Distributing Lamport’s bakery with Automerge, and a touch of TLA+

Gregory Terzian
10 min readJul 28, 2023

--

Leslie Lamport discovered the the Bakery Algorithm in 1974 as an alternative solution to Edsger W. Dijkstra’s mutual exclusion problem. Lamport describes the algorithm’s significance as implementing “mutual exclusion without relying on any lower-level mutual exclusion.”

In a subsequent paper last expanded in 2022, Lamport goes back to the original algorithm, and through a sequence of transformations shows how it leads to an algorithm for a distributed state machine(that isn’t fault-tolerant). An intermediary step in the paper presents a distributed version of the algorithm, and today we’ll look into implementing it in Rust using Automerge. In honor to the algorithm’s discoverer, and with the added bonus of making our work easier, we will also make an effort to specify our implementation using TLA+.

Automerge and it’s Repo

Automerge is a Conflict-Free Replicated Data Type (CRDT): a data structure that can be shared between peers, and that allows for concurrent changes to be merged automatically, without the need for a central server. It comes with, among others, a Rust implementation.

An Automerge document is able to apply incoming sync messages and generate outgoing ones. But, one still needs to orchestrate the use of it in a local application: the document needs to be read from and written to in at least one place, another place might want to watch for changes to it, you will definitely need to integrate it with a network layer with regards to said sync messages, and probably also with a persistence layer. Just share the document between those various places, perhaps using a mutex, and you’re done, right? It turns out not to be that simple.

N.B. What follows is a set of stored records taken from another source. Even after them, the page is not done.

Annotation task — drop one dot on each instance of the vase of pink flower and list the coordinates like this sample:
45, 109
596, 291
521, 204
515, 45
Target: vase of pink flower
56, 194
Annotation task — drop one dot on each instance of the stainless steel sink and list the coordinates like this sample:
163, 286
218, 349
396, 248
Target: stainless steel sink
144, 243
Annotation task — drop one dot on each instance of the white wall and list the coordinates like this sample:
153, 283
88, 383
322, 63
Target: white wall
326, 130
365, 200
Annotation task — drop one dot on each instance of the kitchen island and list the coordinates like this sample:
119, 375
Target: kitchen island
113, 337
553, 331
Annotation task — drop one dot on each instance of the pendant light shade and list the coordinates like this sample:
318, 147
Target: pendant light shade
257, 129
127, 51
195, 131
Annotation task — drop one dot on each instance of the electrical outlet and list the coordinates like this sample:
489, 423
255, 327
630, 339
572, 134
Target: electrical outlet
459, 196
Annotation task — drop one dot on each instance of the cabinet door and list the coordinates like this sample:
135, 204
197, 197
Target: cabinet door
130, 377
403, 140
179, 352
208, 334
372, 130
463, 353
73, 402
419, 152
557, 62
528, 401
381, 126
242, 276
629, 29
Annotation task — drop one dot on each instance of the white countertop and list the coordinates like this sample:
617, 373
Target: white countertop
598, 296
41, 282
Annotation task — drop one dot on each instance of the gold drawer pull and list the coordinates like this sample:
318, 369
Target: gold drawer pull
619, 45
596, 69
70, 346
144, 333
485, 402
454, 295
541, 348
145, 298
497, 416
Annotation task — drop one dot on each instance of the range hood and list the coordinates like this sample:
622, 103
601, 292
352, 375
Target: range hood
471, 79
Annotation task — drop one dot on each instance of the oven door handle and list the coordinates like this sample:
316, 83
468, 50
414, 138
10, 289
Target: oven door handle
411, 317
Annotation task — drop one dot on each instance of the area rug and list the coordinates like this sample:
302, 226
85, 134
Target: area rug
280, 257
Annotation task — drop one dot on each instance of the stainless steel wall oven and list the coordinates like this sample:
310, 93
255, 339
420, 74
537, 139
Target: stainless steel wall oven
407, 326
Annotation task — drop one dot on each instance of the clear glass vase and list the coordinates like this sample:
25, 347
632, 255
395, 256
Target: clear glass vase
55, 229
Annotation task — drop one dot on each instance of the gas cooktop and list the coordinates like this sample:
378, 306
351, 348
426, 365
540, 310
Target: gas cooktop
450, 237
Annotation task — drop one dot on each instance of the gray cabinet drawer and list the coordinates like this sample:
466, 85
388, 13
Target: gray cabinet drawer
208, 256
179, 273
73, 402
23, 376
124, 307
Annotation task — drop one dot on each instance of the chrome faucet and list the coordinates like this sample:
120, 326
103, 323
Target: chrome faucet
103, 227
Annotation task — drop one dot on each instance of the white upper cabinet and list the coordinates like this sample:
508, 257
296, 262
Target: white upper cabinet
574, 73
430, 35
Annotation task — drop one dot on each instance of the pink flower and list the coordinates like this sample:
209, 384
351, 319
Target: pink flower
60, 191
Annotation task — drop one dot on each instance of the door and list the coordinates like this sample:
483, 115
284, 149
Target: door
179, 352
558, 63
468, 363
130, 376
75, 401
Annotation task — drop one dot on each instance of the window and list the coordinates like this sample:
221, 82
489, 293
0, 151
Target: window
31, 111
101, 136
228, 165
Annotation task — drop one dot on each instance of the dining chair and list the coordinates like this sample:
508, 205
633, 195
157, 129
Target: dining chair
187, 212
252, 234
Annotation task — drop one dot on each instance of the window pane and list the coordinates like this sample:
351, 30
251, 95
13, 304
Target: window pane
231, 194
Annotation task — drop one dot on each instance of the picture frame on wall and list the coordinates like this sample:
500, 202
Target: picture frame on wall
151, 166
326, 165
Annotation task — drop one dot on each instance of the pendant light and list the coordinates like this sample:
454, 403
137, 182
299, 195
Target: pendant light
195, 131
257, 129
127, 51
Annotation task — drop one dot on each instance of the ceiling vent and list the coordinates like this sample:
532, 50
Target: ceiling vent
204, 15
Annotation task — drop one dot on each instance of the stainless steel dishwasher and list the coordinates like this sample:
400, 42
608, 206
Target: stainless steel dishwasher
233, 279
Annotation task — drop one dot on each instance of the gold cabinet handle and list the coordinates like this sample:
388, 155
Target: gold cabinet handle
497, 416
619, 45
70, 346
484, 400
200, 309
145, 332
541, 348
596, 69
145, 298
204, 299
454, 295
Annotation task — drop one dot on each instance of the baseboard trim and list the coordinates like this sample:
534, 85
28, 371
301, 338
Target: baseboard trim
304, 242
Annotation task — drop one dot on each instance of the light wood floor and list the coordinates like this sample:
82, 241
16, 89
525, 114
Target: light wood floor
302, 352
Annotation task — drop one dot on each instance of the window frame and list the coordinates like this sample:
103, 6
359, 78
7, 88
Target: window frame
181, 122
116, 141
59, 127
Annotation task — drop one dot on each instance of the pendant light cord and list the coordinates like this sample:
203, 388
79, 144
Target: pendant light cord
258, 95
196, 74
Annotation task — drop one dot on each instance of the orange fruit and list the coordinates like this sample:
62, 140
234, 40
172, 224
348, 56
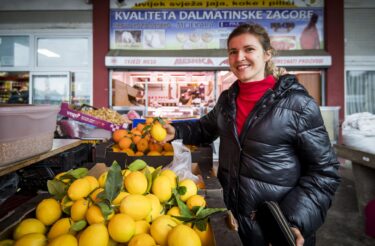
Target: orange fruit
125, 143
155, 147
140, 127
142, 145
153, 153
168, 147
119, 134
136, 135
139, 153
128, 151
149, 121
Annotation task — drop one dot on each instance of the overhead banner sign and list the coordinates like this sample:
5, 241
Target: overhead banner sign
172, 25
210, 62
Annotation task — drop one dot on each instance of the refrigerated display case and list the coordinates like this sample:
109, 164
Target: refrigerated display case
185, 94
14, 87
172, 94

Enter Automerge-repo: an integration layer taking care of these mundane matters for you. It provides a “repo” abstraction, to which you can hook up network connections as well as your favorite persistence layer. You can then use the repo to either create new documents, or request existing ones from peers. In both cases a “doc handle” abstraction is returned, which you can use to work with the document, and watch for changes to it. Although it is still in a kind of pre-alpha status, many edge cases have been dealt with, and using Automerge in your favorite Rust application has already become much easier.

Before implementing the distributed bakery algorithm using Automerge-repo, we first must establish what this exactly means.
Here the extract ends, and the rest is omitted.